Ministerpräsidentin Malu Dreyer hat dem DGB Rheinland-Pfalz zum 70jährigen Bestehen gratuliert. „Starke Gewerkschaften prägen unser Arbeitsleben. Gute Arbeit ist nur mit einer funktionierenden Sozialpartnerschaft möglich“, erklärte die Ministerpräsidentin bei der Bezirkskonferenz des Gewerkschaftsbundes. Bei Themen wie Ausbildung, Rente, Fachkräftesicherung oder dem Kampf gegen Armut sei der DGB ein verlässlicher Partner der Landesregierung. „Wenn es um das Engagement für mehr soziale Gerechtigkeit geht, zählen wir auf euch“, unterstrich die Ministerpräsidentin.
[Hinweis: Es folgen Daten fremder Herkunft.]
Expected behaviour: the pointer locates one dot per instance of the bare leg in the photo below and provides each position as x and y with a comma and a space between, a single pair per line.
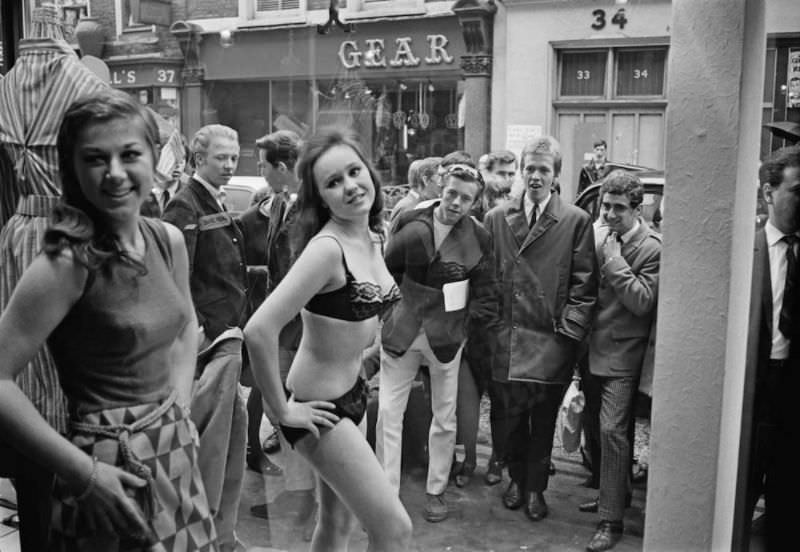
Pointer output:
352, 483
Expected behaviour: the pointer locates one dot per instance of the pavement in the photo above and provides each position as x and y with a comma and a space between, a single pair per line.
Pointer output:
478, 521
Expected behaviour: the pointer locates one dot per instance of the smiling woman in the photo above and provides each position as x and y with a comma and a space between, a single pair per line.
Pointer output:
110, 295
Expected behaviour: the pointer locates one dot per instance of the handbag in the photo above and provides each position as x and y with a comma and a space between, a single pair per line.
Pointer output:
570, 416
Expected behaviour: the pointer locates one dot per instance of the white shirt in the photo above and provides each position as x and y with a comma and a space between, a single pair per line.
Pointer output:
777, 275
529, 206
440, 231
216, 193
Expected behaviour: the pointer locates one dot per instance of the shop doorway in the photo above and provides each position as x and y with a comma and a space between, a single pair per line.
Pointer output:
633, 136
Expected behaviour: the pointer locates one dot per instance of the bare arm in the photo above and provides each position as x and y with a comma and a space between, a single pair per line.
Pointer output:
310, 274
45, 294
185, 348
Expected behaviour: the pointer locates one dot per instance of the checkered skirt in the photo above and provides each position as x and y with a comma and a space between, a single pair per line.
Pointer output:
168, 447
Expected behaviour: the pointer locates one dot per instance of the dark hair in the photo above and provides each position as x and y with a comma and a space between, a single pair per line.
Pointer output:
771, 170
312, 213
465, 173
546, 145
620, 182
281, 146
76, 223
459, 157
501, 156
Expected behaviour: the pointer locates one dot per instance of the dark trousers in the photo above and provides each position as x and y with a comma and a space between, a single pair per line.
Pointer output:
531, 419
773, 470
34, 486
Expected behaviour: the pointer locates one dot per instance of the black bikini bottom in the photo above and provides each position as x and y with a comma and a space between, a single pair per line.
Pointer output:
353, 405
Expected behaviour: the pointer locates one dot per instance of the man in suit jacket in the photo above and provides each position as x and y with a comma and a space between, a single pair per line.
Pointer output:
544, 251
218, 281
164, 191
442, 261
774, 349
629, 256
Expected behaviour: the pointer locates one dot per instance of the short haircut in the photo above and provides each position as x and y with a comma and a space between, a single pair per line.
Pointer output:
545, 145
282, 146
500, 156
771, 170
459, 157
202, 138
621, 182
466, 173
414, 178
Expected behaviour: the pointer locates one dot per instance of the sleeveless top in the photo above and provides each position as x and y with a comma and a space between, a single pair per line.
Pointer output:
113, 347
354, 301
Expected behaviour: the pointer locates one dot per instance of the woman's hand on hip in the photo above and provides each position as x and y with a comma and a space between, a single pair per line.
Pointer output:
309, 415
110, 507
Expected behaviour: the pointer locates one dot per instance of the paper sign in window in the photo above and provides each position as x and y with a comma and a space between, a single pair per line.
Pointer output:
455, 295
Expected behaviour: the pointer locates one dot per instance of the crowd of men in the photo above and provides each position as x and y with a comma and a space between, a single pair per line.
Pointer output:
541, 281
547, 288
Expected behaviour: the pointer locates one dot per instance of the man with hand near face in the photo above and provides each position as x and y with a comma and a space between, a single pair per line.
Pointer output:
629, 257
544, 252
218, 281
442, 261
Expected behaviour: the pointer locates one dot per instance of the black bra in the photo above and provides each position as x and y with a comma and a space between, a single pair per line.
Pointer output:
354, 301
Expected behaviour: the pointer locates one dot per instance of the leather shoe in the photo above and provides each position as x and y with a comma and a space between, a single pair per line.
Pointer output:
536, 507
512, 498
607, 535
594, 505
494, 472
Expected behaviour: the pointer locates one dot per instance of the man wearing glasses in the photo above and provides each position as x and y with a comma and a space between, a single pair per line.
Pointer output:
442, 261
546, 267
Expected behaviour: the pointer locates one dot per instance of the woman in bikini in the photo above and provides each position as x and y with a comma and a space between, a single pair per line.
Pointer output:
340, 286
110, 294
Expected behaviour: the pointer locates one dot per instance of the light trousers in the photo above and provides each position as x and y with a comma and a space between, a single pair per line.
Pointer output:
220, 414
397, 375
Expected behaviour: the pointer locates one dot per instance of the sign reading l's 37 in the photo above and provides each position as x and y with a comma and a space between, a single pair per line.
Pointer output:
374, 53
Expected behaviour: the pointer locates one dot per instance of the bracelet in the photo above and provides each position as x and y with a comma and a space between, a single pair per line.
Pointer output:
92, 480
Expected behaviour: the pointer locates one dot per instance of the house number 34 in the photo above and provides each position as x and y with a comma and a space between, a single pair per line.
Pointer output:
618, 19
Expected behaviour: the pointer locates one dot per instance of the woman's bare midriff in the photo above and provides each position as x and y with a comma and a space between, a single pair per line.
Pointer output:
328, 360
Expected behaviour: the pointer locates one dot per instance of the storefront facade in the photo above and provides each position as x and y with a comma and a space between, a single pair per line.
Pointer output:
591, 70
397, 83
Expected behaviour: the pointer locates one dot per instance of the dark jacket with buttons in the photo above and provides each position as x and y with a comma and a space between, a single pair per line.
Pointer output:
217, 270
548, 283
421, 271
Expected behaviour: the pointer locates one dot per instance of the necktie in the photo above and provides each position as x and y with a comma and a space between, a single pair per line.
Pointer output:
790, 288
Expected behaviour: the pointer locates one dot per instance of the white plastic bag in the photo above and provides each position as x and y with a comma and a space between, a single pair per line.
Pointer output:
570, 417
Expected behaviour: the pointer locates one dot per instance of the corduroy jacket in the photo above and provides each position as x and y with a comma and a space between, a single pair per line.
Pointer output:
421, 270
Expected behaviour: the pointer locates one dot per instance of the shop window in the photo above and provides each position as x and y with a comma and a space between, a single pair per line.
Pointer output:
583, 73
641, 72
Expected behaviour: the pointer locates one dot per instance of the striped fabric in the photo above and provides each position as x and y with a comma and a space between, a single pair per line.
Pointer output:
34, 95
20, 242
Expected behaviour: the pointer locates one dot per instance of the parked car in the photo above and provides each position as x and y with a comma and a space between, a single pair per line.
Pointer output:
653, 203
239, 192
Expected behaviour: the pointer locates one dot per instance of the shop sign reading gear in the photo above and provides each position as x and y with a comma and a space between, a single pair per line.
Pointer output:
374, 53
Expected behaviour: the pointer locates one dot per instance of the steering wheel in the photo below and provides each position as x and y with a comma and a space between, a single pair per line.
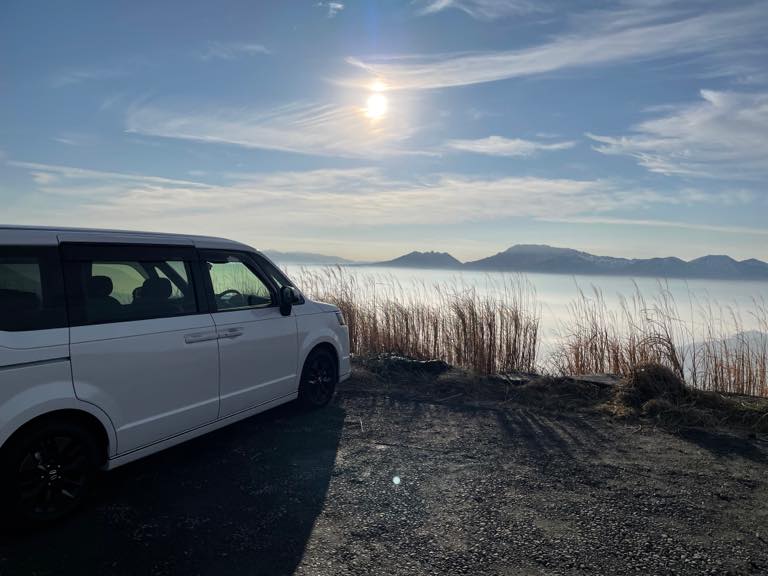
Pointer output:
231, 291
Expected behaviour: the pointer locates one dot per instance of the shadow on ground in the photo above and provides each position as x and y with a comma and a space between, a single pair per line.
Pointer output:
242, 500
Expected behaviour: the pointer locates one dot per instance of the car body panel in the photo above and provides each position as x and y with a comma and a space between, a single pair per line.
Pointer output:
147, 377
148, 385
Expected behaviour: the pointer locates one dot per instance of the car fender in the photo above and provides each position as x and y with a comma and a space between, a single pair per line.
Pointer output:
38, 400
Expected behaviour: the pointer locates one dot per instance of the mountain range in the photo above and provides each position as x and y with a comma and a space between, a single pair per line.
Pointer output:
552, 260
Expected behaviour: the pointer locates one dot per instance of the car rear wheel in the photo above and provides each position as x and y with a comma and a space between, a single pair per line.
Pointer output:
48, 470
318, 379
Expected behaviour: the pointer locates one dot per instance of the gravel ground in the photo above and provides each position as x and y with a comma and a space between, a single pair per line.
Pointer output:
423, 475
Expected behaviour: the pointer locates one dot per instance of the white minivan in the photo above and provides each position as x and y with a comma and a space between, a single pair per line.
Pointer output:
115, 345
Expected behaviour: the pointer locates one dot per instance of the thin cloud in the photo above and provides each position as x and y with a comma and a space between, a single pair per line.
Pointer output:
724, 135
232, 50
302, 127
78, 76
359, 197
661, 224
332, 8
486, 9
618, 38
510, 147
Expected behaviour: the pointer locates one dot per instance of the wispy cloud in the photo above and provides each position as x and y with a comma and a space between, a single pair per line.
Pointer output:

Es sei wichtig, in einer sich durch Digitalisierung stark verändernden Arbeitswelt gute Arbeitsbedingungen, faire Löhne und einen angemessenen Arbeitsschutz zu garantieren, so die Ministerpräsidentin weiter. „Die Welt wandelt sich in einem enormen Tempo.“ Mit dem Masterplan „Zukunft der Arbeit in Rheinland-Pfalz“ werde die Landesregierung im Jahr 2018 eine Strategie vorlegen, um die Digitalisierung der Arbeitswelt zu gestalten. An der Erarbeitung seien die Gewerkschaften beteiligt. „Dafür danke ich herzlich.“

„Beim Kampf um die Einhaltung der Mitbestimmungsrechte weiß ich Dietmar Muscheid stets an meiner Seite“, dankte Ministerpräsidentin Malu Dreyer dem DGB-Bezirksvorsitzenden. Sie schätze seine klare Haltung. „Es ist auch seiner Arbeit zu verdanken, dass wir einen gesetzlichen Mindestlohn haben.“ Sie freue sich auf eine Fortsetzung der guten und kooperativen Zusammenarbeit.